„Die Oma ist fertig und kann abgeholt werden“

Großkrotzenburg

Das unterfränkische Kabarett-Duo Susanne Hasenstab und Emil Emaille füllt im benachbarten Unterfranken regelmäßig die Hallen und sorgt für begeisterte Zuhörer.

Hanau News

Vor knapp zwei Jahren wagte die Autorin Susanne Hasenstab den Sprung von Mömbris nach Hessen. Gemeinsam mit ihrem Bühnenpartner Emil Emaille trat sie mit ihren skurril-witzigen Mini-Dramen ("Morgen ist Gelber Sack") in der voll besetzten Ehemaligen Synagoge in Großkrotzenburg auf.

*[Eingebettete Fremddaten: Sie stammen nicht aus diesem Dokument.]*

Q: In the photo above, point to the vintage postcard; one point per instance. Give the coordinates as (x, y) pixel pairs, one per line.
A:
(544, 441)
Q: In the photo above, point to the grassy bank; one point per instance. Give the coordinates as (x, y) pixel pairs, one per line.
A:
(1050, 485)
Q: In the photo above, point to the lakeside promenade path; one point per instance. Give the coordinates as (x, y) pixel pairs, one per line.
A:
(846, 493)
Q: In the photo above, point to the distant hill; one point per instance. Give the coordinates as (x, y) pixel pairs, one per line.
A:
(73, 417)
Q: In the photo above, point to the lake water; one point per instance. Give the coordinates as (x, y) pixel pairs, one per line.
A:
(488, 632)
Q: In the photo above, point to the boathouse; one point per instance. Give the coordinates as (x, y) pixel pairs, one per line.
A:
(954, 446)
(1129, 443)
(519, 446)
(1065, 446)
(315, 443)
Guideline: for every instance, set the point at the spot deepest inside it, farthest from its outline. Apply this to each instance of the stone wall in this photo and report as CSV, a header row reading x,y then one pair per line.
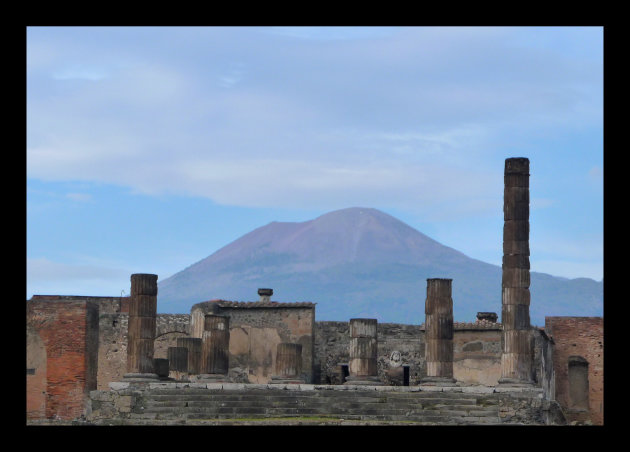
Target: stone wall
x,y
257,329
168,328
61,356
579,337
476,352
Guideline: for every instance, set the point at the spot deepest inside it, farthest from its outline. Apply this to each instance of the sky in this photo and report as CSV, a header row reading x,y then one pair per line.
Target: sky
x,y
150,148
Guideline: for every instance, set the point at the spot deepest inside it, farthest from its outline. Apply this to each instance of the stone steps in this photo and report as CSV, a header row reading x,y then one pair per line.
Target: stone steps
x,y
420,407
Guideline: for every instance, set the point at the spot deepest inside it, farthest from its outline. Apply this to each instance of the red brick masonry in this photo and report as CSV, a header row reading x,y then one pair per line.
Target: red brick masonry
x,y
67,331
579,336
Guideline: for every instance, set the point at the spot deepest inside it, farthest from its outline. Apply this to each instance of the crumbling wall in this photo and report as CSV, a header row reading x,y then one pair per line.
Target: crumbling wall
x,y
476,352
168,328
255,333
580,337
62,345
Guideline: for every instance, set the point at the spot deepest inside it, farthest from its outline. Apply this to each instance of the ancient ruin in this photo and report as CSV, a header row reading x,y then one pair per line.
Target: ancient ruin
x,y
115,361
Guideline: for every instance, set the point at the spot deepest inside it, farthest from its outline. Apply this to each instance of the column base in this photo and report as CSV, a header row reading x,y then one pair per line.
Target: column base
x,y
438,381
287,380
212,378
364,380
515,382
133,376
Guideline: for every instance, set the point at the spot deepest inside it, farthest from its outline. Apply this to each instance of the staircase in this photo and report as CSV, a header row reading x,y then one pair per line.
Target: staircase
x,y
197,405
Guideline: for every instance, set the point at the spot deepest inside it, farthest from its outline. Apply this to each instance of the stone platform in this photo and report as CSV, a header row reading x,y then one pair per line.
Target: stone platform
x,y
137,403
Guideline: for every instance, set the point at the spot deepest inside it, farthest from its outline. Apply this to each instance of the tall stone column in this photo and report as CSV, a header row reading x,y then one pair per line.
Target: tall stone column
x,y
288,363
516,359
142,326
215,348
363,353
194,345
438,309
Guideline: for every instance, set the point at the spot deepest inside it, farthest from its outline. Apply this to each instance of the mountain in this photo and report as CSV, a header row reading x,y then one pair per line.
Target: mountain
x,y
361,262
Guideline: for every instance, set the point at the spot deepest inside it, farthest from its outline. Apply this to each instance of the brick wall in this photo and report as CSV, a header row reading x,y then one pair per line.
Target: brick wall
x,y
62,343
579,336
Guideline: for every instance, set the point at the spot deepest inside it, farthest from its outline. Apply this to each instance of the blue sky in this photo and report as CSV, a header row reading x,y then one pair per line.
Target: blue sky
x,y
148,149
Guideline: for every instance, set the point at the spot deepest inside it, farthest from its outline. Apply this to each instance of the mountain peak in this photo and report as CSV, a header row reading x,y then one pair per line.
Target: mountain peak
x,y
358,262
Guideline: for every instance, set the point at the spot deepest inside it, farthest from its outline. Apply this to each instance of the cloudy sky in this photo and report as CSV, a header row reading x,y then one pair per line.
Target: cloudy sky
x,y
148,149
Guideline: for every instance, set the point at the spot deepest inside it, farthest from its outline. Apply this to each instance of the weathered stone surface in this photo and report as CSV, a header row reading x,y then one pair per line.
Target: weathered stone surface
x,y
516,277
288,360
515,317
160,366
515,295
516,261
194,346
517,165
516,211
516,247
515,230
363,328
439,329
216,342
143,306
178,359
144,284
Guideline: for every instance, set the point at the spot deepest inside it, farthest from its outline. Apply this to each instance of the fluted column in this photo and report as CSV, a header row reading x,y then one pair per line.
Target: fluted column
x,y
215,347
363,353
516,359
438,310
193,344
142,326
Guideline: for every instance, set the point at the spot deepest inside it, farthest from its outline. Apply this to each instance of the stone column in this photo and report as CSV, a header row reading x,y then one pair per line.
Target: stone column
x,y
516,359
141,329
193,345
363,353
288,363
215,348
438,309
265,295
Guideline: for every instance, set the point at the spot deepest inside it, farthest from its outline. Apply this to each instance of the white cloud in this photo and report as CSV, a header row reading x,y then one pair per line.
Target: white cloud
x,y
568,268
398,121
81,197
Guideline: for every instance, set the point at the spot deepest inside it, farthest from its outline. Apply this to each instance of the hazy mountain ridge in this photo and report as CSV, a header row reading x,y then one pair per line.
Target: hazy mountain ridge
x,y
362,262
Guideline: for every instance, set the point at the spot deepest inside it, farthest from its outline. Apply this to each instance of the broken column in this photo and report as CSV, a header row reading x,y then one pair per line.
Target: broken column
x,y
215,348
177,362
141,329
193,345
363,352
265,295
288,363
438,310
516,359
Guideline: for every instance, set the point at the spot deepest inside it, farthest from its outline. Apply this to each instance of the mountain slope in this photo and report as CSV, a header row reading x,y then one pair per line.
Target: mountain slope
x,y
361,262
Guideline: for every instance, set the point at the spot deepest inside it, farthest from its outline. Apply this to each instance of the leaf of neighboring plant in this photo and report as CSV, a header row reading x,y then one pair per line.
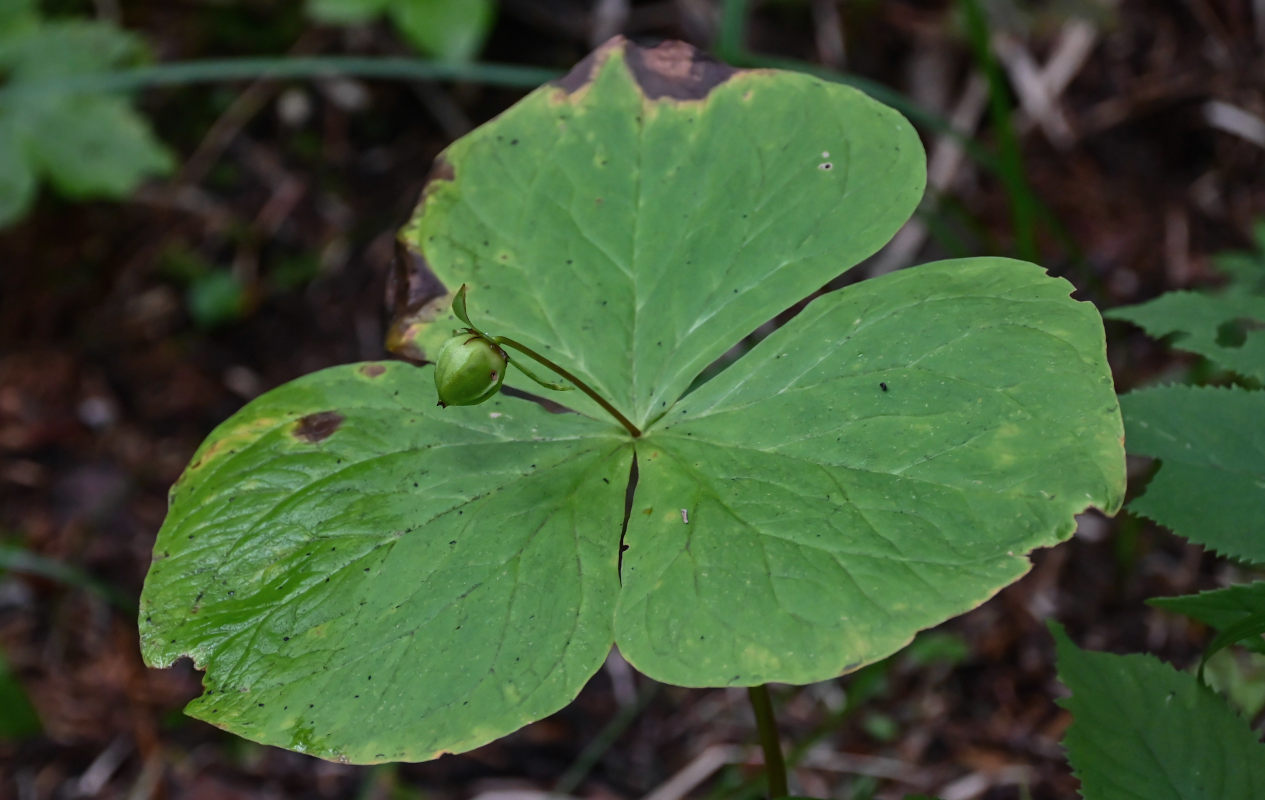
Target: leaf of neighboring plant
x,y
1227,328
879,463
1211,444
92,146
1246,629
367,577
1240,677
86,144
641,217
18,719
1221,608
449,29
1142,731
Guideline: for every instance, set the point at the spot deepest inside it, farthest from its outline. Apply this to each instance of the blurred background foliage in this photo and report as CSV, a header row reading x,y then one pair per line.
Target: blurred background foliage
x,y
199,201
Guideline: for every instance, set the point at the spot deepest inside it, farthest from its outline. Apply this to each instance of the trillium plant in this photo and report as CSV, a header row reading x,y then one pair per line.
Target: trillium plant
x,y
368,576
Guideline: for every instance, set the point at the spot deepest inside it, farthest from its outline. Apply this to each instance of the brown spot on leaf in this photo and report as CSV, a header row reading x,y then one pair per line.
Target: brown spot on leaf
x,y
667,70
676,70
318,427
583,71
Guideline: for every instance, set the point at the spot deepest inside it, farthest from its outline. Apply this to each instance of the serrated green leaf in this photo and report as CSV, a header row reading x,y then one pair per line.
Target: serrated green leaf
x,y
1144,731
1211,444
1221,608
636,236
882,462
1227,328
368,577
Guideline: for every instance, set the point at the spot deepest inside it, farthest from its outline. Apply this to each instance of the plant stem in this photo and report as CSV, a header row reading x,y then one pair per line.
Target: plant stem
x,y
774,767
581,385
1012,174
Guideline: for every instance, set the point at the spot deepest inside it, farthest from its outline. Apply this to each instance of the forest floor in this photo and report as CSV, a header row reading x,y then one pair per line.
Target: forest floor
x,y
110,377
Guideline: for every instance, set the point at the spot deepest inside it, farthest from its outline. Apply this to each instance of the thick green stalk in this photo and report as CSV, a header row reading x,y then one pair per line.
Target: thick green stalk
x,y
774,766
581,385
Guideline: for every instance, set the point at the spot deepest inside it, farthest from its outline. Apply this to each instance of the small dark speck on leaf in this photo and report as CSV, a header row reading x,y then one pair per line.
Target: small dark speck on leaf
x,y
318,427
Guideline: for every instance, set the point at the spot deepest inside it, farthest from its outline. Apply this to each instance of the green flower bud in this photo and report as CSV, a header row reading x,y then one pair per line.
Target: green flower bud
x,y
468,370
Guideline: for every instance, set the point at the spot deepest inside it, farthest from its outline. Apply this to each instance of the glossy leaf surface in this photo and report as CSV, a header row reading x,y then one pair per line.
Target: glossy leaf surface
x,y
879,463
368,577
643,217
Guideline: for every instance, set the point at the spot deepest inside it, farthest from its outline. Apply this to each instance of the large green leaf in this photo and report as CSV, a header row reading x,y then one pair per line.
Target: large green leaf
x,y
881,463
367,577
1211,444
1142,731
640,218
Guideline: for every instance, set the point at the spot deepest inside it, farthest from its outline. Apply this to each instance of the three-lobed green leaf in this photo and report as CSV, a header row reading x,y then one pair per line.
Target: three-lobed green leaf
x,y
881,462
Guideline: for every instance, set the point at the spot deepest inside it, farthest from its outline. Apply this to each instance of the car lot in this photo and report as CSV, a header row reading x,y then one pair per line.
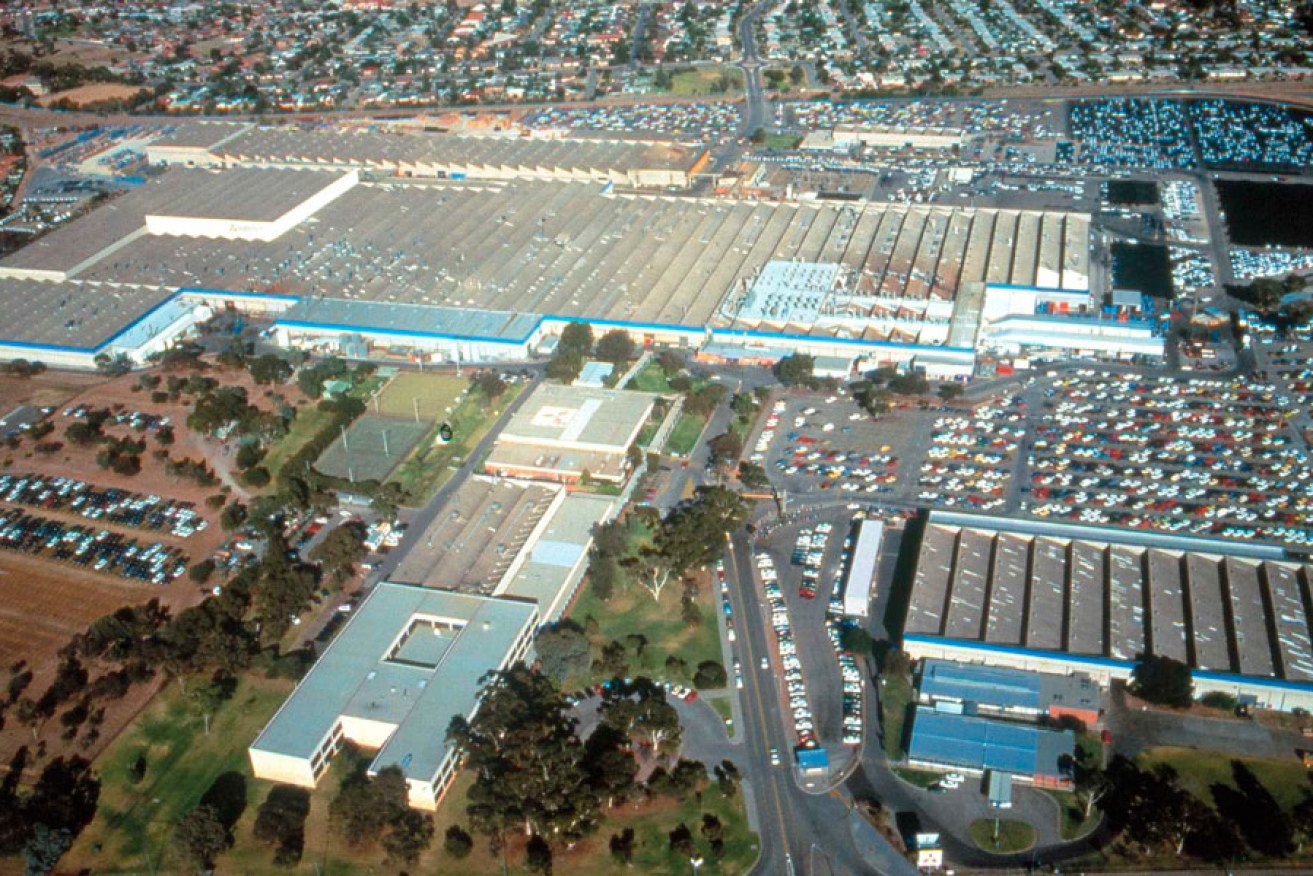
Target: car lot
x,y
105,552
972,457
108,504
1202,456
814,441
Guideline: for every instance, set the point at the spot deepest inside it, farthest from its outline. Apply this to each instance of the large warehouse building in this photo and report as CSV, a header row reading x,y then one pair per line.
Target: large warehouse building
x,y
353,252
1064,598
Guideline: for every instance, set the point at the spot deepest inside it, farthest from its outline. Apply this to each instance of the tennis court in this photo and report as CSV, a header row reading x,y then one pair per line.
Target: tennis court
x,y
373,447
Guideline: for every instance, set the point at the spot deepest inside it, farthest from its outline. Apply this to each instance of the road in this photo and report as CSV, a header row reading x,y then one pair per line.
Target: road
x,y
801,834
755,109
419,520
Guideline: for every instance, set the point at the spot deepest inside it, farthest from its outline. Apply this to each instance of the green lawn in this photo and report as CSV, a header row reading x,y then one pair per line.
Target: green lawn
x,y
431,464
650,378
684,436
133,822
633,611
306,424
1012,835
781,141
1287,779
707,80
896,699
1072,821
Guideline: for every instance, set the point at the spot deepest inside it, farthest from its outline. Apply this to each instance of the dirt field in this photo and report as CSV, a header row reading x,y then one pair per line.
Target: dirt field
x,y
43,602
92,95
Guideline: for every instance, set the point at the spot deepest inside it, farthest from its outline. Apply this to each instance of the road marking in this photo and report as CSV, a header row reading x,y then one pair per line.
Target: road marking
x,y
760,709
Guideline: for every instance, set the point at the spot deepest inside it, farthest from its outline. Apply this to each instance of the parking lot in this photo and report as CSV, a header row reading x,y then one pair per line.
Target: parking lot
x,y
972,457
801,570
1202,456
108,504
816,441
107,552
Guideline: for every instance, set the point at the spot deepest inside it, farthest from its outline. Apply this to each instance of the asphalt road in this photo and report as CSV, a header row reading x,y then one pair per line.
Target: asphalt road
x,y
800,833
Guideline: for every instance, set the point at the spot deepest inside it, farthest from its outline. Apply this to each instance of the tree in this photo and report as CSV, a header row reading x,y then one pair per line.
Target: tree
x,y
269,369
725,447
281,822
200,837
43,849
340,550
565,365
1162,680
795,371
490,384
709,674
623,846
365,805
410,834
562,650
527,761
644,715
575,338
616,347
457,843
728,778
537,855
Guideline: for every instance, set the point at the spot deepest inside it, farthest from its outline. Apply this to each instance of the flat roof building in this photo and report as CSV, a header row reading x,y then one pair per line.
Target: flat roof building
x,y
1028,753
561,432
863,569
1001,691
1066,598
407,662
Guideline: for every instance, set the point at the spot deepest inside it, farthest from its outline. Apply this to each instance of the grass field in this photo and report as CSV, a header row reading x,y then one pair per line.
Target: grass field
x,y
896,696
707,80
433,394
684,436
1072,821
632,610
918,778
431,464
1287,780
650,378
133,824
374,445
1012,835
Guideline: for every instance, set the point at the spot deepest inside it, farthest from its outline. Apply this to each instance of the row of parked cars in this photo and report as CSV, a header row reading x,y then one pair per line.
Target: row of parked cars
x,y
107,552
121,507
1200,456
809,553
804,726
834,624
970,457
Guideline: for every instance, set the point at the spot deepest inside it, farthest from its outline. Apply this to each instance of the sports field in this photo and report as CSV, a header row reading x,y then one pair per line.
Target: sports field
x,y
374,445
435,395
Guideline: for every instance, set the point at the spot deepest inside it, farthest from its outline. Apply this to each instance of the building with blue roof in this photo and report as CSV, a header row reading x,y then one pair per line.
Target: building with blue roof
x,y
970,744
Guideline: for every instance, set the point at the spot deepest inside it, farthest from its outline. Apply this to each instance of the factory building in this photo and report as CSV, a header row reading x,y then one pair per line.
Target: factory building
x,y
1065,598
407,662
563,434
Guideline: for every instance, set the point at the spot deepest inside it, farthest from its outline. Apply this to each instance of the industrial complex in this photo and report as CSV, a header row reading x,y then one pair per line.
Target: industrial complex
x,y
408,661
1065,598
479,248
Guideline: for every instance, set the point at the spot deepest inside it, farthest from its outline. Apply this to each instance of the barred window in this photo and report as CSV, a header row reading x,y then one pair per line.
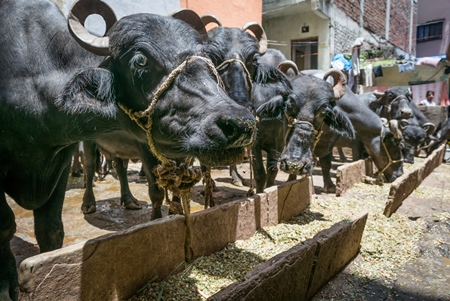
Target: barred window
x,y
430,31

2014 gastiert das Duo erneut mit einem kabarettistischen Leseabend in Großkrotzenburg. Der Förderkreis Kultur Großkrotzenburg lädt am Samstag, 29. März um 20.00 Uhr in die Ehemalige Synagoge ein und verspricht einen lustigen, kurzweiligen Abend. Eintrittskarten zum Preis von 10,-- € im Vorverkauf und 12,-- € an der Abendkasse sind in der Buchhandlung „Lesebär“ in Großkrotzenburg und telefonisch bei Karl Pitterling 06186/ 2585 zu erhalten. Da bereits nach der ersten Ankündigung zwei Drittel der 100 Karten für das Gastspiel verkauft sind, bleibt der Vorverkauf auf Großkrotzenburg beschränkt.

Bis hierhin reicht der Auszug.